Boudou responds
Friday, February 8, 2013Veep fights back after Santa Fe abuse
Vice-President Amado Boudou referred to a wide range of issues in three separate interviews yesterda: the accusations against him in the Ciccone case, the abuse suffered by himself in Santa Fe and Deputy-Economy Minister Axel Kicillof on a ferry and President Cristina Fernández de Kirchner’s rumoured desire for a “re-re-election.”
When asked if he had considered resigning after receiving embezzlement accusations following the government’s nationalization of the mint company CVS, formerly known as Ciccone Calcográfica, Boudou responded: “Never,” you “have to put up with it, bite the bullet, and keep moving forward, because it is so obvious that this is a personal attack.”
The vice-president also refuted the existence of a photograph of himself with Alejandro Vandenbroele, the businessman alleged to have been his frontman at Ciccone.
“The case seems as if it had been resolved when I do not even have a formal charge (against me,)” he added, complaining that dailies “Clarín and La Nación try to...pressure judges and prosecutors with their front pages.”
Boudou continued by commenting on the jeering he endured during a recent rally in Santa Fe, implicitly suggesting Governor Antonio Bonfatti, a leader of the Socialist Party, was responsible for the heckling during his speech.

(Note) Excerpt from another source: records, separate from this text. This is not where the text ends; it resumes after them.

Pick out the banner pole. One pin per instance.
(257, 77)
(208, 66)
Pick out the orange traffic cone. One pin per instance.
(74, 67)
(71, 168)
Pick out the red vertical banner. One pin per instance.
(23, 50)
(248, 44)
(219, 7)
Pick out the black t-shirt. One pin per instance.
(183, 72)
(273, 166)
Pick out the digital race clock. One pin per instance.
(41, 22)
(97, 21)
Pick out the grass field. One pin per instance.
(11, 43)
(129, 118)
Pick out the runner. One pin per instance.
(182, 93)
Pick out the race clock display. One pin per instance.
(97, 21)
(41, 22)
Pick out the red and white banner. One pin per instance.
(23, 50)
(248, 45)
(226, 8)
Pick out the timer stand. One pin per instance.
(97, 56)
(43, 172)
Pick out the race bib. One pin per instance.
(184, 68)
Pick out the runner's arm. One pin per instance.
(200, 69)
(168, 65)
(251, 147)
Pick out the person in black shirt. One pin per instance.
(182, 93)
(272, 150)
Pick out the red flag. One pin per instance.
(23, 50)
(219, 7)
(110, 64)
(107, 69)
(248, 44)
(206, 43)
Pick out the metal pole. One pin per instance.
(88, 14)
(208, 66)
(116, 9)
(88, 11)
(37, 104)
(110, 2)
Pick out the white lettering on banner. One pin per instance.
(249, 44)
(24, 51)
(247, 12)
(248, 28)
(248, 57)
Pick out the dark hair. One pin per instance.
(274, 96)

“I am a political leader, I put up with it,” Boudou asserted, though he considered the abuse hurled at Kicillof as he returned from Uruguay on a ferry service to have been “more severe,” describing it as a “fascist, nazi and cowardly attack.”
Despite recent suggestions by Fernández de Kirchner herself that she is unlikely to attempt “re-re-election,” Boudou assured that the President has “plenty of spare energy” to attempt to reform the constitution and subsequently run for a third consecutive term in office.
Lawmakers wages
increase 21.8 percent
Boudou also referred to the recent lawmakers’ 21.8 percent wage hike, which was implemented as of January, claiming the raise was actually overdue and corresponded to last year.